Is cash envelope stuffing a good idea? ›

Benefits of cash stuffing

While other budgeting methods merely track your spending, cash stuffing physically prevents you from going over budget. Once an envelope is empty, you can't spend any further. That makes it useful if you're an impulse shopper or find yourself coming up short every month.

How much do stuffing envelopes make? ›

Envelope Stuffing Salary
Annual SalaryMonthly Pay
Top Earners$58,500$4,875
75th Percentile$45,500$3,791
Average$42,717$3,559
25th Percentile$36,000$3,000

What is the envelope budget trick? ›

Instead of having money set aside for each category in your head, or even scribbled on a paper somewhere, take one envelope for each expense category and mark it clearly. Now, put the exact amount of cash for this month in the envelope for each category. Do this with every expense category, and voila!

How much money do you save with the envelope system? ›

The 100-envelope challenge is pretty straightforward: You take 100 envelopes, number each of them and then save the corresponding dollar amount in each envelope. For instance, you put $1 in “Envelope 1,” $2 in “Envelope 2,” and so on. By the end of 100 days, you'll have saved $5,050.

How effective is the cash envelope system? ›

The envelope budgeting system can be a good fit for people who want to track their spending and need help staying within their monthly allowance. Here are some other upsides: It may help you spend less. People tend to spend less when using cash.

Is there a cash stuffing app? ›

Track cash virtually

Using cash also means you don't get to rack up rewards and points like you can when you use a credit card. Since Goodbudget allows you to track the money in your accounts via an app, you're able to utilize the cash stuffing method virtually.

What is an alternative to cash stuffing? ›

Instead of stuffing your spending envelopes with cash, use gift cards. At the beginning of the month, purchase gift cards that correspond with your various spending categories. For example, you might get one card for groceries, another for gas and another to use for entertainment purchases.

What is the 50 30 20 rule? ›

Those will become part of your budget. The 50-30-20 rule recommends putting 50% of your money toward needs, 30% toward wants, and 20% toward savings.

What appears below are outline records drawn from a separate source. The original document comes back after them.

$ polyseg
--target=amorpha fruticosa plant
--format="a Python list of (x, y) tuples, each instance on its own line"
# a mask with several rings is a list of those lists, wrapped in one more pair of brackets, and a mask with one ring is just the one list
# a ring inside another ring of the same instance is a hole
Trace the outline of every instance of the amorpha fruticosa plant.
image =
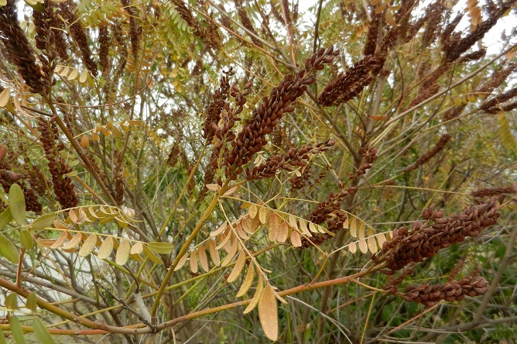
[(514, 336), (515, 4), (0, 0), (0, 343)]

What should not appear in a cash budget? ›

Answer and Explanation:

The depreciation expense is an expense which accounts for the wear and tear faced by long-lived asset such as plant and equipment during their economic life. Since the depreciation expense does not affect the cash flows for a firm, it would not appear in the cash budget.

What should not be included in a cash budget? ›

Some non-cash expenses are not contained in cash budgets because they do not entail a cash outlay, for example, bad debts and depreciation.

What would never appear on a cash budget? ›

Depreciation expense. Explanation: A cash budget estimates future cash flows for a business for a period of time. Depreciation expense is a non-cash item and would never appear on a cash budget.

How do you do the money envelope trick? ›

The 100-envelope challenge is pretty straightforward: You take 100 envelopes, number each of them and then save the corresponding dollar amount in each envelope. For instance, you put $1 in “Envelope 1,” $2 in “Envelope 2,” and so on. By the end of 100 days, you'll have saved $5,050.

How do you start a cash budget? ›

Six steps to build a cash budget
  1. Create a template. Build a simple spreadsheet to help calculate your cash budget using the steps below. ...
  2. Establish your budget timeline. ...
  3. Input your opening cash balance. ...
  4. List your cash inflows and outflows. ...
  5. Estimate the cash inflow or outflow. ...
  6. Calculate the budget.
Feb 26, 2024

How does the 50 20 30 rule distribute your income? ›

One of the most common types of percentage-based budgets is the 50/30/20 rule. The idea is to divide your income into three categories, spending 50% on needs, 30% on wants, and 20% on savings.